The Cyprus problem also has implications as far as the European and Security Defence Policy (ESDP) is concerned. After the accession of Cyprus to the EU, new complications might arise, which might widen the transatlantic rift between the EU and the US (because of NATO). In fact, the EU’s proposed ESDP sought to give the EU the right to use NATO assets, without non-EU members of NATO (such as Turkey) having an effective veto. Turkey feared that a European force would intervene in Cyprus or in the dispute with Greece over the territorial waters in Heagan and therefore vetoed EU-NATO arrangements and blocked EU access to NATO assets. An agreement was found in December 2001 when the UK guaranteed there would not be any intervention in Cyprus or over Greek-Turkish disputes. Greece however refused such an agreement. EU-NATO relations could be blocked by Turkey as a reaction to the accession of Cyprus. At a time where many wonder whether NATO will remain the main security organisation in the enlarged Europe or whether the EU will create the ESDP out of NATO, the resolution of the Cyprus problem could be one factor among others to help rebuild transatlantic relations. As was demonstrated by the Iraq war, Turkey is a key ally for the US since it is the door to the Middle East and is also an ally of Israel. The US have therefore been pushing for Turkey’s EU membership. At a time when efforts are being made to heal transatlantic relations, the failure of finding a solution for Cyprus would probably worsen the relations with Turkey and add yet another source of tension between the EU and the US.
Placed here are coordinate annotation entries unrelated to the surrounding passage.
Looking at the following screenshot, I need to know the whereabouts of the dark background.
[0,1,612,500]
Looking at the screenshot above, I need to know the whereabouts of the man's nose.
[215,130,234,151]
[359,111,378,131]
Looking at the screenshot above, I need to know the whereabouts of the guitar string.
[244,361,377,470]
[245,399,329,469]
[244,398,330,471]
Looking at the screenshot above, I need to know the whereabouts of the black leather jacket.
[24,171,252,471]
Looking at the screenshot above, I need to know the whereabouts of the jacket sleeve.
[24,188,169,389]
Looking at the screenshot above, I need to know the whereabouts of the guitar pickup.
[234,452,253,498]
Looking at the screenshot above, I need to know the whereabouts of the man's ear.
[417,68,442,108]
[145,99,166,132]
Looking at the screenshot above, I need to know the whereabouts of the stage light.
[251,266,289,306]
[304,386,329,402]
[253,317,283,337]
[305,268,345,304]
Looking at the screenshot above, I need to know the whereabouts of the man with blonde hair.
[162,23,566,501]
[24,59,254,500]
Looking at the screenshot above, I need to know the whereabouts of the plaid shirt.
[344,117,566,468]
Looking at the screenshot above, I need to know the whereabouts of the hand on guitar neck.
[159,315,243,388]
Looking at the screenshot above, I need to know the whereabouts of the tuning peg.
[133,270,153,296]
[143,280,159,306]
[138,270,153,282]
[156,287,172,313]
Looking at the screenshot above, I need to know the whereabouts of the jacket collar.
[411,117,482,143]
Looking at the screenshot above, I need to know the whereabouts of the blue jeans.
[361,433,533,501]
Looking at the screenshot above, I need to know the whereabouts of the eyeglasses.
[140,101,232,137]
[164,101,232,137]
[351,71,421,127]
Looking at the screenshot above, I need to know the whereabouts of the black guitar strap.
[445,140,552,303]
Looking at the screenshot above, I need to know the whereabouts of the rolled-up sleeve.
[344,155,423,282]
The paradox remains that in order to find a settlement to the Cyprus problem, a solution will have to be found in Turkey. In order to engage in further dialogue, the Turkish military, which supports strong nationalist ideas, would have to be weakened. However, Turkish military leaders have recently felt strengthened by the US war plans in Iraq, which sought the help of Turkey.
By ruining the process in Cyprus in order to preserve what it sees as a crucial bargaining chip for negotiation on EU entry, Turkey is following a high risk strategy, which could jeopardise not only EU’s €208 million promised help to the North of the island, but also Turkey’s EU accession, as well as the already destabilised transatlantic relations.